3. You’re not fulfilling a primary function.Have you thought lately about a primary function Jesus said you have; one you cannot, to my thinking, fulfill as long as you’re involved in ongoing sexual sin?“You are the salt of the earth, but if the salt has lost his savor, with what shall it be salted? It is thenceforth good for nothing, but to be cast out, and to be trodden under the foot of men. You are the light of the world. A city that is set upon a hill cannot be hid.” -(Matthew 5: 13-14)

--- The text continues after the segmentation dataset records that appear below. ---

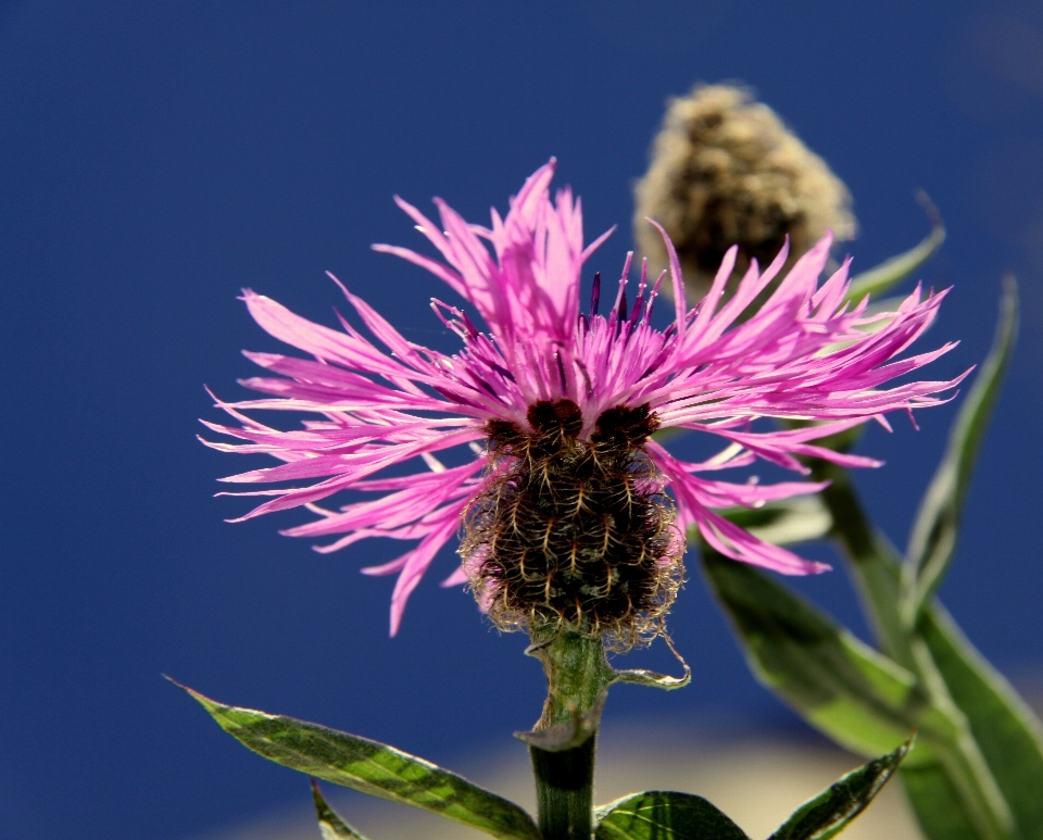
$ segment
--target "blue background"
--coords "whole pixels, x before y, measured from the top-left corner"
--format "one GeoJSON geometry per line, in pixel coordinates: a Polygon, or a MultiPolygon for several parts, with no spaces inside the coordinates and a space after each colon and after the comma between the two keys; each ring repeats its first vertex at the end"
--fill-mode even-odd
{"type": "MultiPolygon", "coordinates": [[[[954,285],[923,346],[979,362],[1000,276],[1021,279],[1020,344],[944,600],[1006,673],[1043,662],[1043,14],[1006,2],[15,2],[0,5],[0,836],[176,838],[300,802],[303,778],[233,743],[160,678],[451,763],[531,724],[525,640],[442,590],[445,552],[387,637],[394,546],[323,556],[213,499],[247,459],[205,450],[278,350],[251,286],[334,324],[330,269],[415,341],[451,348],[432,277],[373,253],[418,246],[391,202],[440,195],[488,218],[554,154],[588,237],[620,230],[668,95],[753,85],[855,197],[866,268],[926,233],[954,285]]],[[[904,543],[952,405],[871,429],[859,476],[904,543]]],[[[253,462],[251,462],[252,464],[253,462]]],[[[259,462],[260,463],[260,462],[259,462]]],[[[802,588],[862,627],[845,575],[802,588]]],[[[684,692],[624,688],[610,715],[792,726],[747,675],[698,573],[673,619],[684,692]]],[[[658,649],[634,662],[669,668],[658,649]]],[[[518,758],[524,751],[518,747],[518,758]]]]}

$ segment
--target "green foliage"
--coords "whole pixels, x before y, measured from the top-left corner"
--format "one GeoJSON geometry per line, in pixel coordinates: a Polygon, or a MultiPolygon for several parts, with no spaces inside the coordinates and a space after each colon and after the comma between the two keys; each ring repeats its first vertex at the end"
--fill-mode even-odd
{"type": "Polygon", "coordinates": [[[768,840],[828,840],[868,807],[913,747],[912,739],[874,758],[805,802],[768,840]]]}
{"type": "Polygon", "coordinates": [[[634,793],[594,816],[595,840],[750,840],[721,811],[691,793],[634,793]]]}
{"type": "Polygon", "coordinates": [[[876,297],[885,292],[923,265],[942,247],[945,241],[945,225],[930,199],[925,193],[920,193],[919,198],[931,220],[931,233],[915,248],[852,277],[847,300],[857,303],[866,294],[876,297]]]}
{"type": "Polygon", "coordinates": [[[503,840],[540,840],[532,818],[513,802],[423,758],[367,738],[292,717],[228,706],[185,690],[222,729],[277,764],[430,811],[503,840]]]}
{"type": "Polygon", "coordinates": [[[948,447],[920,503],[903,571],[901,613],[916,622],[923,602],[941,584],[956,549],[959,521],[985,427],[1010,361],[1018,333],[1018,288],[1004,281],[992,349],[956,415],[948,447]]]}
{"type": "MultiPolygon", "coordinates": [[[[705,548],[703,566],[764,685],[838,743],[867,757],[908,739],[926,711],[912,674],[753,566],[705,548]]],[[[915,757],[929,755],[929,749],[918,749],[915,757]]]]}
{"type": "MultiPolygon", "coordinates": [[[[923,613],[918,634],[953,703],[966,716],[969,737],[981,750],[1020,837],[1043,838],[1043,726],[941,604],[923,613]]],[[[914,795],[907,787],[918,813],[940,799],[914,795]]]]}
{"type": "Polygon", "coordinates": [[[366,840],[355,829],[349,826],[323,799],[318,783],[312,779],[312,797],[315,800],[315,816],[318,819],[318,830],[323,840],[366,840]]]}
{"type": "Polygon", "coordinates": [[[869,523],[846,471],[810,464],[816,480],[831,482],[821,493],[831,537],[887,659],[767,576],[706,556],[754,672],[809,723],[863,754],[895,727],[919,727],[900,777],[929,840],[1043,838],[1043,726],[933,598],[1016,331],[1017,291],[1006,280],[992,350],[954,423],[904,564],[869,523]],[[882,666],[876,680],[870,663],[882,666]]]}

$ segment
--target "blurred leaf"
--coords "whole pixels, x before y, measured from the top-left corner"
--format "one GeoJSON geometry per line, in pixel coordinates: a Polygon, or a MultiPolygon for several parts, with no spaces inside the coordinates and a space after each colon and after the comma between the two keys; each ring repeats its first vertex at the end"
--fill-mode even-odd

He didn’t invite you to be salt and light, nor did He ask you to consider it. He said that’s what you are. That’s your function, and moral compromise weakens your ability to fulfill it, just as surely as drunkenness would weaken an athlete’s ability to run a race. And when your ability to fulfill your role is weakened, we all suffer. Suppose, for example, a Christian employee works in an office cubicle near an attractive woman. She’s heard the Gospel before, considered it, and maybe even attended a few church services. But she’s undecided, and, thereby, unsaved. The man has an opportunity, through conversation and example, to either strengthen or weaken her regard for Christianity. If he flirts with her, or if she overhears him crack a dirty joke, or if he views porn on the job and she’s made aware of it, his credibility (and worse, the Gospel’s credibility) is snuffed out, and the ripple effect kicks in. The Church suffers by losing yet another notch of credibility; the woman suffers as well (perhaps eternally, a terrible thing to consider) by continuing to live apart from Christ.

So it’s not just about you. It never was. Someone else, directly or indirectly, is also affected by your compromise. People who already hold Christianity in contempt get fresh ammunition every time a Christian’s secret sin is brought to light, the undecided are given yet another reason not to decide, and fellow believers are demoralized in their own efforts to be an effective influence. And even if your sin has not (yet) been brought to light, the thing itself can’t help but weaken your zeal by polluting your mind and hardening your heart. So you can be sure of this much:

1. Porn gratifies, but your own history by now should prove it doesn’t really satisfy.
2. It’s hurting someone. It’s hurting you, of course, and it’s offending God, which is no small offense. But it’s also hurting someone close to you – a wife, a friend, a child – who deserves better.
3. Meanwhile, it’s keeping you from fulfilling your potential, calling, and role. And we’re all suffering as a result.My prayer today is that, if porn is a habit you’ve developed, you’re ready now to repent, be repaired and rebuilt. Because what you have to gain and lose are both indescribable, and immeasurable.